The economic winds have shifted post-COVID, exposing Silicon Valley’s lies.
Following the Great Recession in 2008, the Federal Reserve reduced interest rates to zero (the “zero-interest rate policy,” or ZIRP) in a desperate bid to increase economic investment. Flooded with no-interest loans, money this easy made investors more willing to swallow risk on the chance that they might invest in the next Facebook. After a decade of ZIRP, wasteful, speculative investing paired with the hypergrowth mindset of the digital economy led investors to act more like gamblers, placing huge bets on speculative assets like cryptocurrencies, SPACs and NFTs. VCs paid little attention to profitability or sustainable business plans, instead selecting for potential end market size. The dramatic rise in interest rates beginning in 2022 burned investors who expected we’d continue to live in a zero-interest rate world in perpetuity.
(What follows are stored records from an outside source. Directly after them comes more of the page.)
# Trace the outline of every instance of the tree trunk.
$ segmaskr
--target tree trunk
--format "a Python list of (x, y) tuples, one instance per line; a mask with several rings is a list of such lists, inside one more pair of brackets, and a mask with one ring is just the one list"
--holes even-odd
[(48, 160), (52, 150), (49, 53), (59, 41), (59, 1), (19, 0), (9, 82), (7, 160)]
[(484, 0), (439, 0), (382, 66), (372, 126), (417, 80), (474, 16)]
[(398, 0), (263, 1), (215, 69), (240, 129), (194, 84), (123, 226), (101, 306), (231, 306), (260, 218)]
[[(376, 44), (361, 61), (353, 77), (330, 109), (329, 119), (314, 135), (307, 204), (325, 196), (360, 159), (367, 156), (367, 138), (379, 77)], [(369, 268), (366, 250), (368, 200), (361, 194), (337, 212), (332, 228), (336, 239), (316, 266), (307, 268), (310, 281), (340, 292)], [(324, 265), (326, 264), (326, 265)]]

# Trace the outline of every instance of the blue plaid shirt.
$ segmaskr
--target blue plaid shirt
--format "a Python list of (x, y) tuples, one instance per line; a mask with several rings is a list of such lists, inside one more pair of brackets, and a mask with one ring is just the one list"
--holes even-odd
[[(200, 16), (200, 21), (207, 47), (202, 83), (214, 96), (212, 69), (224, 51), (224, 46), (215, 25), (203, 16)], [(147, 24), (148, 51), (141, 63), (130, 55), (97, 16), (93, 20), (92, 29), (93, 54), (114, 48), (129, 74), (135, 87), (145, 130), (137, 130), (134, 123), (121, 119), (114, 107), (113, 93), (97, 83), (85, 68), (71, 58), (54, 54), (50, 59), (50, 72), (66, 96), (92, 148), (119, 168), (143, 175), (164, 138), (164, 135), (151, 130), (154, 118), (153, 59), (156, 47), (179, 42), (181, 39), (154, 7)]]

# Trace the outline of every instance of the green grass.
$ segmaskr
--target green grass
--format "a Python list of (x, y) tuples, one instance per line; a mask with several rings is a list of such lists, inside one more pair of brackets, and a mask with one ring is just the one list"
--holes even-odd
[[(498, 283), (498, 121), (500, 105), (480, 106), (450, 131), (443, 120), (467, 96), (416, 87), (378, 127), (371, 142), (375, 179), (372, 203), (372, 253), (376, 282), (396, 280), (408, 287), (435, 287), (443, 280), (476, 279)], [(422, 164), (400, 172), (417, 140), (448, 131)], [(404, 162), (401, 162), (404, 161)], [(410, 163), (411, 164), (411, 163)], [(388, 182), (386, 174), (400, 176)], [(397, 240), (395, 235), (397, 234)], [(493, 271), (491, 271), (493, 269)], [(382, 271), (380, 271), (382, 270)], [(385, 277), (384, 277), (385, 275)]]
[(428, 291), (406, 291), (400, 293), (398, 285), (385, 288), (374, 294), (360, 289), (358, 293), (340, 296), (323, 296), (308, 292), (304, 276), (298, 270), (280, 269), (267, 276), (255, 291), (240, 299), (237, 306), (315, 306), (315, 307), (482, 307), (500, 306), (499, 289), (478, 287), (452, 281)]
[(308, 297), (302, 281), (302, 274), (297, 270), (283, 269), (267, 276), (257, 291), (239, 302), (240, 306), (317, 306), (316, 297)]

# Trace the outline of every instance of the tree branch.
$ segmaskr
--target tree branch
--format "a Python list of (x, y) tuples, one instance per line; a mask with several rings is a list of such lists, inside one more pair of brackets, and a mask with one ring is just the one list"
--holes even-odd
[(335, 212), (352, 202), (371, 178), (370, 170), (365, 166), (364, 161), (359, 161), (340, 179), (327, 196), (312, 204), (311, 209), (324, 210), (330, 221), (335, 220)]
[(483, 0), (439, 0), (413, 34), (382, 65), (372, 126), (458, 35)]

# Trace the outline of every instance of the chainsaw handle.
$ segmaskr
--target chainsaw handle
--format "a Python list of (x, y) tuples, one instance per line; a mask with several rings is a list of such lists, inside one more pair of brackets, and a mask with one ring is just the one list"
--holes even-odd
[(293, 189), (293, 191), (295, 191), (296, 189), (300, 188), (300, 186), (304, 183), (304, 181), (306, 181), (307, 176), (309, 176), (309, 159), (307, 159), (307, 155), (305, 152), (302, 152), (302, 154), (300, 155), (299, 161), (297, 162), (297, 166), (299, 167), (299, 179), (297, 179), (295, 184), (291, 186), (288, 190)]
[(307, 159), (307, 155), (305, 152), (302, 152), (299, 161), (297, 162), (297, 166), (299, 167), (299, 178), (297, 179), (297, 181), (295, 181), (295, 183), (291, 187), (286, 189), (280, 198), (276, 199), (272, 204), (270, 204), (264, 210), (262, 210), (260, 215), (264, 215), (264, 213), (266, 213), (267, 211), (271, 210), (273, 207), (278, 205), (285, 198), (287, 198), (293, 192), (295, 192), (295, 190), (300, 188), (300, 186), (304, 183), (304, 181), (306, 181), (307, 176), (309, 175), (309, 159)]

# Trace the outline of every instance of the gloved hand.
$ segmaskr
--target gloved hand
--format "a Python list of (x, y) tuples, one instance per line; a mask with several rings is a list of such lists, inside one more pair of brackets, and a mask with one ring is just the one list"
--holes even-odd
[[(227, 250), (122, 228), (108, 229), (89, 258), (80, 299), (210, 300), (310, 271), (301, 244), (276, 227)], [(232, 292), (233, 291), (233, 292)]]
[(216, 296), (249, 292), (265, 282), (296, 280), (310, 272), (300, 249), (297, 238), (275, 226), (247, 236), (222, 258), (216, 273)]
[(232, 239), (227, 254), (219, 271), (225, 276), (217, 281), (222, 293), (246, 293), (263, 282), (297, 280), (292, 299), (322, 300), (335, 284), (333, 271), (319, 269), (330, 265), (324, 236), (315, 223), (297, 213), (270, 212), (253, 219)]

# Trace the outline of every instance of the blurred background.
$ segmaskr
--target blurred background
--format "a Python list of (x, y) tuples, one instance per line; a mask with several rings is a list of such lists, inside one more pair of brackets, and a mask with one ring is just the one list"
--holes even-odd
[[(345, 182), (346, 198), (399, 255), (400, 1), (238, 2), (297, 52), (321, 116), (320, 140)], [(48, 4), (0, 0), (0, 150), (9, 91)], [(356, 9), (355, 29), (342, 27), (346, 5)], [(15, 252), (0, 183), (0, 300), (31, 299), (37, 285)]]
Silicon Valley has nurtured an entire generation of unsustainable businesses primed to struggle with the public. Take the spectacular rise and fall of WeWork, an emblem of this era that once promised to disrupt the multi-trillion retail real estate market. Once valued at $47 billion, WeWork went public at just $9 billion and went bankrupt just two years after that in 2023 due to swollen and swelling costs patched over by debt for years. Many other ZIRP-era companies similarly struggled once they went public.
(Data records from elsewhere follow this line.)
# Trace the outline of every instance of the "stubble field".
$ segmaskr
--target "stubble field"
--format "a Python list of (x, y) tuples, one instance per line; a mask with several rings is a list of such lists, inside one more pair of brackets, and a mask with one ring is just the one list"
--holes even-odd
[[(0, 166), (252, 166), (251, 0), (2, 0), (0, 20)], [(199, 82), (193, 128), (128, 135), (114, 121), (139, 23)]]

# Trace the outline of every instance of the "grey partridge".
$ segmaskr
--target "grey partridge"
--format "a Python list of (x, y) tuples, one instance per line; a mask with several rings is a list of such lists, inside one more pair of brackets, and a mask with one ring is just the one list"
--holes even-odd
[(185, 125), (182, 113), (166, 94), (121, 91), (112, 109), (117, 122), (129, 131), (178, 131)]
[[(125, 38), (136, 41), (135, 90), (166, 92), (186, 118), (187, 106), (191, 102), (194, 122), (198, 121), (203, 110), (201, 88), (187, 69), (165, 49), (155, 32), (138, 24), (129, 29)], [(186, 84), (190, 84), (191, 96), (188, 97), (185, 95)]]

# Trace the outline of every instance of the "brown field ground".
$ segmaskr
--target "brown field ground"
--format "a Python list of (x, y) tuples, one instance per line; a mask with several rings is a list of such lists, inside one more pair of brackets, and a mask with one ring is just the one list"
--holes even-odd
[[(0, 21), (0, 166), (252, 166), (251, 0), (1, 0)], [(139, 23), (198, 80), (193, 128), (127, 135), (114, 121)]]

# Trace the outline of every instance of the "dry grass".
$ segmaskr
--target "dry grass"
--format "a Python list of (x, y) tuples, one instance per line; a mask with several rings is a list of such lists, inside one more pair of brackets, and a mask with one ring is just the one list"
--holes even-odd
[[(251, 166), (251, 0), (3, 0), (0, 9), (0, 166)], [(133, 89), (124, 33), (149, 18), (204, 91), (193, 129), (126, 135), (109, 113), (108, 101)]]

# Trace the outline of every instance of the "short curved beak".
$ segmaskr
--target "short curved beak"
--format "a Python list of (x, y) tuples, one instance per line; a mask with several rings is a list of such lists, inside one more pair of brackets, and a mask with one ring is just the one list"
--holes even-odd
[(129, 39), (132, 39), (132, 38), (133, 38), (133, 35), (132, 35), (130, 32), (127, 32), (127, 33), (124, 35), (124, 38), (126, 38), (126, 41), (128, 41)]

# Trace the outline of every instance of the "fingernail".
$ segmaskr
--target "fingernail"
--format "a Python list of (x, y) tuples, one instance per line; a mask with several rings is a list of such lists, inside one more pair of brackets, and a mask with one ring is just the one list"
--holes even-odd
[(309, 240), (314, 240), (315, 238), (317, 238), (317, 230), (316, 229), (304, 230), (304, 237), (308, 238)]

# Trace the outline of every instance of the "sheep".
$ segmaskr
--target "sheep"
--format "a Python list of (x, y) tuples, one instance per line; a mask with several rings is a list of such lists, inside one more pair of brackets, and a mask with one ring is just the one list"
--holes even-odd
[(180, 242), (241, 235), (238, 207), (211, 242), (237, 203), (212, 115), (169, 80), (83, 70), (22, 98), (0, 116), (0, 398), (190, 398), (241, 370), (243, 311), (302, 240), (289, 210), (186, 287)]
2024 has tracked 2023’s meager pace of initial public offerings, when it hit the second-lowest number since the Great Recession. One of the two primary ways VCs make money is practically shut off because their unprofitable business models struggle once they meet the public markets. With interest rates burning a hole in their pockets and diminishing the value of their future cash flows, VCs face a long-term risk of paying interest on unprofitable startups they can’t offload onto the public markets.